Indepth On 3Com and Spinning Off The PalmPilot
We recently covered the possibility that 3Com would spin-off their PalmPilot division. There's been an increasing amount of confirmation about this move, and C|Net has done an indepth look at the story. From the perspective of how business operates, it's an interesting story alone, but it's even more curious in light of the recent announcement regarding the Handspring. Where do you folks see the PalmPilot ending up?
1) I wonder if Hawkins & Co. didn't have some sort of card of their sleeve for this. Maybe, as a price for parting amicably, they got a license for the OS. It seems obvious now why Hawkins and Dubinsky bolted... they had a vision for the Palm that included expansion and driving the units down lower in the market. Palm itself seemed happy to be making expensive nerd toys. They probably had a good grip on the arms they needed to twist in order to get what they wanted. And, on the surface, licensing the OS doesn't seem like a dumb thing to do... expand the platform's acceptence, yaddah yaddah. It's only when Handspring proves they can make a better Palm than you for less money do you smakc yourself in the forhead and yell "d'oh!"
2) I dunno. I sort of doubt that Dubinsky and Hawkins would have been dumb enough to walk onto a plank that someone could snatch out from underneath them, though. They didn't make the Palm #1 by being dumb.
3) 'Cause it's neat? Cause you could link a whole lot of them together and get a Beowolf cluster less powerful than a standard desktop? The nerd's urge to do inappropriate things with inappropriate hardware just is. You shouldn't question it, because sometimes the results are useful. Like the personal computer, for example.
Now he's making a competitor to the Palm. And 3Com (soon to be just Palm) is stuck catering to the high end corporate accounts that can afford to pay extra hundreds of $$ for units with no upgrade path that are essentially variations on a theme over and over again. The Vx is the exact same machine as the V, except more memory. Why didn't some genius figure out how to make the V expandable (that is, "officially" expandable)?
Hawkins and Handspring are taking a different approach. Lower the entry pricetag and target the consumer market. As a boss of mine said, "I've got kids entering college, there's no way I wouldn't get them one, priced right. But no way I'm spending $500 or more to buy them each a PalmV just because it's lighter." And the iMac-like (or is it Gameboy-like) color schemes don't hurt if you're going after a younger market.

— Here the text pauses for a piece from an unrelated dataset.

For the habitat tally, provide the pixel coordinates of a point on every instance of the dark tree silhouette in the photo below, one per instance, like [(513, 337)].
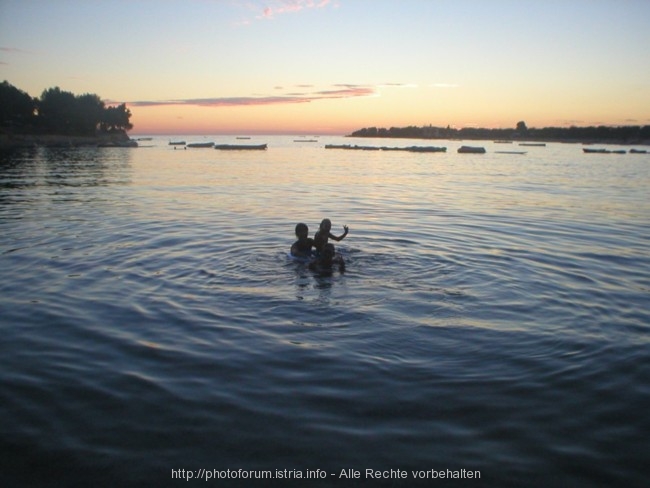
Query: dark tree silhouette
[(17, 108), (59, 112)]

VP's may want the cool metallic look, but college kids want the yellow one or the orange one.
What was a primary complaint about the Pilot? Addon devices. It was just the right size to fit into a pocket, so as soon as you stuck something on it like a pager or modem, it got bulkier. Handspring solves that by introducing an upgrade slot (external, not like the PalmIII's!) that only adds "wheat thin" sized cards. How does 3Com solve the problem? By introducing a series of machines (the V series) that aren't upgradeable at all?!
I have a IIIx. I'm going to skip the V generation completely. Come Q1 next year, I'm probably going to become the first Visor person at my company. On top of everything else it's got going for it, it's still Palm compatible, so I don't even have to fight the wince vs palm battle.